U.S. SEC to consider new restrictions on company insiders’ trading plans
The head of the U.S. Securities and Exchange Commission said on Monday he has asked staff to tighten up a legal safe-harbor that allows corporate executives to buy or sell company stock without running afoul of insider trading laws.
The “Rule 10b5-1” trading plans allow insiders to execute trades in the company’s stock on a pre-determined future date, providing legal protection against potential allegations of insider trading on material nonpublic information.
Progressive Democrats and consumer advocates have long complained the rules for adopting, amending or canceling trades are far too lax, allowing insiders to game the system and reap windfalls at the expense of ordinary investors.
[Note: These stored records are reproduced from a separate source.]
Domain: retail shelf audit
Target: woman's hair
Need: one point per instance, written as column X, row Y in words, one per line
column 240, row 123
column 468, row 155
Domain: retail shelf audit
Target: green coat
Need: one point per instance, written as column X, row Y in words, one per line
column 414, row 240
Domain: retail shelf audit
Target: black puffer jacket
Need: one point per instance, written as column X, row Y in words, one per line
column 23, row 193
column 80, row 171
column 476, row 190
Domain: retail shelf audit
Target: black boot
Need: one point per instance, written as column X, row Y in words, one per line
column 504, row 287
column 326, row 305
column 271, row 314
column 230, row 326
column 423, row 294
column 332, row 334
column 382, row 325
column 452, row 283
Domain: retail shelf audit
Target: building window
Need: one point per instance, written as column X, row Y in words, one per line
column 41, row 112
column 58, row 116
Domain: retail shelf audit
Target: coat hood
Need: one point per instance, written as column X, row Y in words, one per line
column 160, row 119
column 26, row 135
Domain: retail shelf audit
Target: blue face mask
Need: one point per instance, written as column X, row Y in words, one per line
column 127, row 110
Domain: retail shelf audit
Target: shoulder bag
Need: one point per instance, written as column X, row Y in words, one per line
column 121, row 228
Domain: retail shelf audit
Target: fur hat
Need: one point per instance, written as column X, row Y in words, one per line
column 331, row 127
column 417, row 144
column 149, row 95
SEC Chair Gary Gensler said on Monday that SEC staff should consider tougher restrictions on such changes and increased transparency.
“When insiders or companies adopt 10b5-1 plans, there’s currently no cooling-off period required before they make their first trade,” Gensler said at the Wall Street Journal’s CFO Network event. “I worry that some bad actors could perceive this as a loophole to participate in insider trading.”
While the rules do not treat canceling a trading plan as a securities transaction, Gensler added that doing so may be “as economically significant as carrying out an actual transaction.”
He had also asked staff to consider more robust disclosures regarding the adoption, modification and terms of the trading plans. An SEC proposal could also curb the number of plans executives can set up and reduce the risk of improper trading by requiring insiders to wait up to six months after a plan’s conception before trading, he added.
Dennis Kelleher, head of Washington-based nonprofit Better Markets, said the proposed changes were long overdue.
“Executives have been able to game the system, including engaging in de facto insider trading, by creating, changing, and canceling these stock trading plans in secret and virtually at will.”